The figure below gives you a schematic overview of the infrastructure.

Here is some explanation of the different elements.

  • The user interacts with the testbed thanks to two main clients:
    • the Webportal, an easy-to-use and intuitive tool, letting you create an experiment on several hundred boards in just a few clicks;
    • the CLI tools, for advanced uses or for task automation.
  • The central access point of testbed is its open REST API, managing user requests, and dispatching orders over the different sites.
  • On each site, a server accessible via SSH (known as SSH frontend) offers access to a development environment, as well as collected data, plus serial link, debug interface and radio sniffing interface of boards.
  • Each site hosts a number of boards, also called experimenation nodes



IoT development boards are commonly connected to a computer via a USB port for programming and debugging. In a context of experimenting with applications or network protocols on a large scale, it becomes tedious to reprogram a dozen or even a hundred objects in this way.

The IoT-LAB provides a solution to this problem by integrating each experimentation board called Open Node (ON) behind a mini-computer called Gateway (GW). The term ‘gateway’ is used here in a hardware sense, as it links the experimentation board with the other hardware components of the platform. This gateway will be in charge of programming the experimentation board. In addition to this intermediate gateway, an autonomous on-board system called Control Node (CN) is able to monitor the Open Node to measure its energy consumption, radio noise and traffic. The advantage of using a dedicated MCU is to guarantee real-time execution of these measurements. Finally, the complete IoT-LAB node is connected via a private network to a IoT-LAB site server which will be able to manage it remotely.


To facilitate deployment, the Gateway includes a PoE (Power Over Ethernet) module which, as its name suggests, allows power to be supplied via the Ethernet port in addition to the network link. Being the only link to the hardware, it is used to sent back the Control Node data:

  • the sniffer data is written to a TCP socket served by the Gateway on port 30000;
  • the automatic monitoring data is written directly to files in the user’s workspace.

It is also through this link that the usual physical interaction links with the experimentation board pass, and they vary according to the type of board.
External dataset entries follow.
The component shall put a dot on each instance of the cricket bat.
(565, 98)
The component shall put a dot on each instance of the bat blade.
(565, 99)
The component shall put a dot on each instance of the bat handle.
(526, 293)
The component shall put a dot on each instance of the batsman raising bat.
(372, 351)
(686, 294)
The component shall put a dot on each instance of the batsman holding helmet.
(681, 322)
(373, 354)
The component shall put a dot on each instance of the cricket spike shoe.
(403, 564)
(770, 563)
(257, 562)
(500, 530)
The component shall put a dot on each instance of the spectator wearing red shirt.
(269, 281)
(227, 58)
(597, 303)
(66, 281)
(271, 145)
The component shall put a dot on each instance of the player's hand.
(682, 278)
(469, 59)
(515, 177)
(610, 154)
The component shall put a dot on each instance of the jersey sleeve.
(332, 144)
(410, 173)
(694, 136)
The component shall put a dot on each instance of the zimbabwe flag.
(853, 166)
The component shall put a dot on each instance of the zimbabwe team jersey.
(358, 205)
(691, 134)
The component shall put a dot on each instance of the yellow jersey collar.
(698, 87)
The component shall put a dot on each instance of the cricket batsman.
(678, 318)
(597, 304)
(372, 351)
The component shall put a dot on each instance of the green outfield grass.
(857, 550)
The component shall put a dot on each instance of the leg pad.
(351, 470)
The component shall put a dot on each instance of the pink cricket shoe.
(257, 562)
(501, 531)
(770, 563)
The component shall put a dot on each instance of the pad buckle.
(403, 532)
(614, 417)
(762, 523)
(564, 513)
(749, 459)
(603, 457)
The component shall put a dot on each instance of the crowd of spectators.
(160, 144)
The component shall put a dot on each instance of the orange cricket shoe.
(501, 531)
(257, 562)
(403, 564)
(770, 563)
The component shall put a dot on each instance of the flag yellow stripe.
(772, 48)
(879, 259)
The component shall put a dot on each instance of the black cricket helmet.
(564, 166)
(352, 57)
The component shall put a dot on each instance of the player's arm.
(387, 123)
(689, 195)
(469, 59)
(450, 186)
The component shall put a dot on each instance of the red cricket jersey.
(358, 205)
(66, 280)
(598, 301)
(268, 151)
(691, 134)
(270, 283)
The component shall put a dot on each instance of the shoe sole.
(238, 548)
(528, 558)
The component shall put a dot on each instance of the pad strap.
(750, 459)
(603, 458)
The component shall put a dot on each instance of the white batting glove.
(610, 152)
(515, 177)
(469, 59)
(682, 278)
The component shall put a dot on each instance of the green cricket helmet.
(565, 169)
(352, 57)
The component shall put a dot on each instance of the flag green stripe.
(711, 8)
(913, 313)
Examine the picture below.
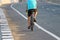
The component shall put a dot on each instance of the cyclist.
(31, 7)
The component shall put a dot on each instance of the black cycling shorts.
(30, 11)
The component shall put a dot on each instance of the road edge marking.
(53, 35)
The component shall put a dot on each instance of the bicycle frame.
(32, 21)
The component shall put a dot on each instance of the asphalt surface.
(48, 17)
(5, 32)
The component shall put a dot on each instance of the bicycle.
(31, 20)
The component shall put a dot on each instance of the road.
(48, 17)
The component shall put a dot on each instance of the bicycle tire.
(32, 22)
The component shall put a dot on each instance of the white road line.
(53, 35)
(53, 3)
(5, 34)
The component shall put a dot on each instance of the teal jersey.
(32, 4)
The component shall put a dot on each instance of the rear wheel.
(32, 22)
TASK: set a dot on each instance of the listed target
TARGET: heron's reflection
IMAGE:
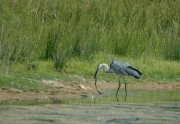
(100, 95)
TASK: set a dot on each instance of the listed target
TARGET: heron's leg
(125, 87)
(119, 85)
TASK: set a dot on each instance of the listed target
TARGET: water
(141, 107)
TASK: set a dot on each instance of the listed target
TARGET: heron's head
(102, 65)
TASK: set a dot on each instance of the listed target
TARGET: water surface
(141, 107)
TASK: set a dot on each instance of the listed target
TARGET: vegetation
(73, 36)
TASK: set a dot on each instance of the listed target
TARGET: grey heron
(119, 67)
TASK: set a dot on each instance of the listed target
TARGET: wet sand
(67, 90)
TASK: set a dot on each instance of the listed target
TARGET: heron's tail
(133, 72)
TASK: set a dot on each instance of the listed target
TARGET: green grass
(73, 36)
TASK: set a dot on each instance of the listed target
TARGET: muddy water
(157, 107)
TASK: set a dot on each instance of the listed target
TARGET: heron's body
(124, 68)
(119, 67)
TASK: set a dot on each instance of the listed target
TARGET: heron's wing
(119, 67)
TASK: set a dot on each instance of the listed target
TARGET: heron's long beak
(96, 80)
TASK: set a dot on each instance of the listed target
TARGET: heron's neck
(104, 66)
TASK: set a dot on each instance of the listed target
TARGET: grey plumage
(119, 67)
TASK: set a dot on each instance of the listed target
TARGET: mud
(85, 88)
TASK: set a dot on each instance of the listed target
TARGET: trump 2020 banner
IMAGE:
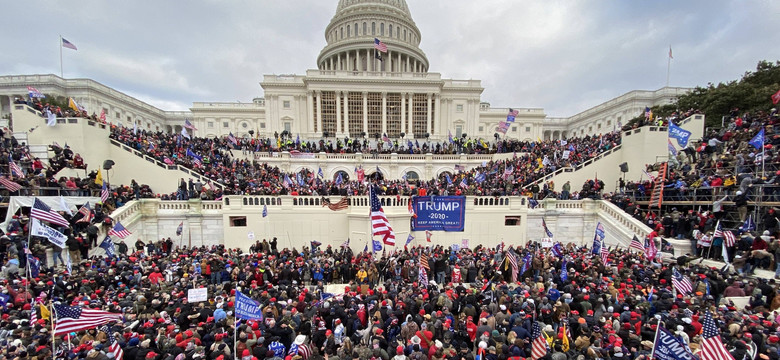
(439, 213)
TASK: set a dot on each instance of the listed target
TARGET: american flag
(681, 283)
(119, 231)
(380, 45)
(114, 345)
(104, 193)
(424, 261)
(604, 253)
(188, 125)
(728, 237)
(15, 169)
(10, 185)
(43, 212)
(379, 223)
(538, 344)
(636, 244)
(712, 346)
(546, 230)
(340, 205)
(423, 278)
(74, 318)
(510, 256)
(650, 249)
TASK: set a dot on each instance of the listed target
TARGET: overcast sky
(563, 56)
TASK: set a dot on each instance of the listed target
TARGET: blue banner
(439, 213)
(682, 135)
(669, 347)
(247, 309)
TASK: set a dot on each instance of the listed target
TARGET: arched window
(344, 176)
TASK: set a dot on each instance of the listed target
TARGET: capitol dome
(351, 33)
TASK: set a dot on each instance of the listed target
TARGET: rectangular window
(512, 221)
(237, 221)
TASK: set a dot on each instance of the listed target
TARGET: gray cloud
(564, 56)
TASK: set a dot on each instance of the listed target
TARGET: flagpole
(668, 65)
(60, 46)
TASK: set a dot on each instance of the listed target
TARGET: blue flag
(758, 140)
(108, 246)
(669, 347)
(247, 309)
(682, 135)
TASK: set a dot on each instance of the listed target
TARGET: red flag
(776, 97)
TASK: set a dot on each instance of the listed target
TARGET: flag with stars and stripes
(712, 347)
(681, 283)
(538, 342)
(43, 212)
(113, 344)
(636, 244)
(379, 223)
(74, 318)
(119, 231)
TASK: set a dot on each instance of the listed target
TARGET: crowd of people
(416, 303)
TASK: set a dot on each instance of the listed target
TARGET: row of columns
(372, 64)
(406, 126)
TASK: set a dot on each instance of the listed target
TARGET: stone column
(384, 112)
(310, 110)
(403, 112)
(319, 111)
(338, 112)
(346, 113)
(411, 114)
(428, 127)
(365, 112)
(437, 114)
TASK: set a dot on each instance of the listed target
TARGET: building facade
(352, 93)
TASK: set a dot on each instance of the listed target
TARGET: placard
(439, 213)
(197, 295)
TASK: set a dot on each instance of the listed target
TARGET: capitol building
(355, 91)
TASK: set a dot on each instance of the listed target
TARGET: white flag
(54, 236)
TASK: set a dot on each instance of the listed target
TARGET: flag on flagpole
(379, 223)
(119, 231)
(74, 318)
(43, 212)
(68, 44)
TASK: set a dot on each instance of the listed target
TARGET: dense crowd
(466, 303)
(212, 158)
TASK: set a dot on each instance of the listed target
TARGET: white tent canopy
(55, 202)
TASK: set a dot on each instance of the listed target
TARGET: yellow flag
(45, 313)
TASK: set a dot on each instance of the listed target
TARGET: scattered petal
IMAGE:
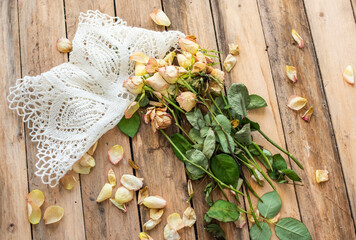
(150, 224)
(53, 214)
(36, 197)
(189, 217)
(160, 18)
(116, 154)
(291, 73)
(131, 182)
(142, 194)
(154, 202)
(229, 62)
(105, 193)
(139, 57)
(34, 213)
(348, 75)
(123, 195)
(111, 177)
(156, 214)
(296, 103)
(68, 181)
(307, 115)
(321, 176)
(298, 38)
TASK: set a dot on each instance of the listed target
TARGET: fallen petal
(68, 181)
(36, 197)
(131, 182)
(296, 103)
(307, 115)
(53, 214)
(348, 75)
(105, 193)
(189, 217)
(291, 73)
(116, 154)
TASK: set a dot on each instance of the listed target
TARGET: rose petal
(53, 214)
(116, 154)
(36, 197)
(131, 182)
(105, 193)
(296, 103)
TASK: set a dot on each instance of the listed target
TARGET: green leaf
(216, 231)
(271, 204)
(291, 174)
(198, 158)
(261, 234)
(238, 98)
(182, 143)
(290, 228)
(130, 126)
(256, 102)
(244, 135)
(226, 169)
(209, 144)
(224, 211)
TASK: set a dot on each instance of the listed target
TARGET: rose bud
(157, 82)
(187, 100)
(188, 45)
(134, 84)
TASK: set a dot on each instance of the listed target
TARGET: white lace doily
(71, 106)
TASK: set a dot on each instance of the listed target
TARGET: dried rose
(187, 100)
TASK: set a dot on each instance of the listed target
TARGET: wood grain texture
(313, 142)
(41, 24)
(13, 172)
(327, 20)
(164, 174)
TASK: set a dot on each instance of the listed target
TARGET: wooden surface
(29, 30)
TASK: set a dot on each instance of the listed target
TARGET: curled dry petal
(122, 207)
(298, 38)
(64, 45)
(291, 73)
(34, 213)
(116, 154)
(307, 115)
(36, 197)
(229, 62)
(321, 176)
(131, 109)
(111, 177)
(234, 49)
(156, 214)
(139, 57)
(154, 202)
(87, 161)
(189, 217)
(348, 75)
(296, 103)
(150, 224)
(142, 194)
(68, 181)
(131, 182)
(123, 195)
(105, 193)
(160, 18)
(53, 214)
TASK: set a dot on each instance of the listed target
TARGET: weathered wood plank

For boards based on a microcontroller:

  • the serial link of the Open Node is redirected to a TCP socket served by the Gateway on port 20000;
  • the debug link of the Open Node is redirected to a second TCP socket served by the Gateway on port 3333.

For boards running an embedded Linux:

  • an SSH access to the Open Node is available through the classic 22 TCP port;
  • the ~/shared directory present in the user’s workspace on the SSH frontend is mounted through NFS and accessible in the Open Node filesystem at the same path.

Dynamic network filtering rules make these links only accessible to the user who has reserved these experimentation nodes, from the SSH frontend of the site concerned, for the duration of the experiment.

Note that there is tools to help you to manage several serial or sniffer links, as well as to plot consumption or radio monitoring data.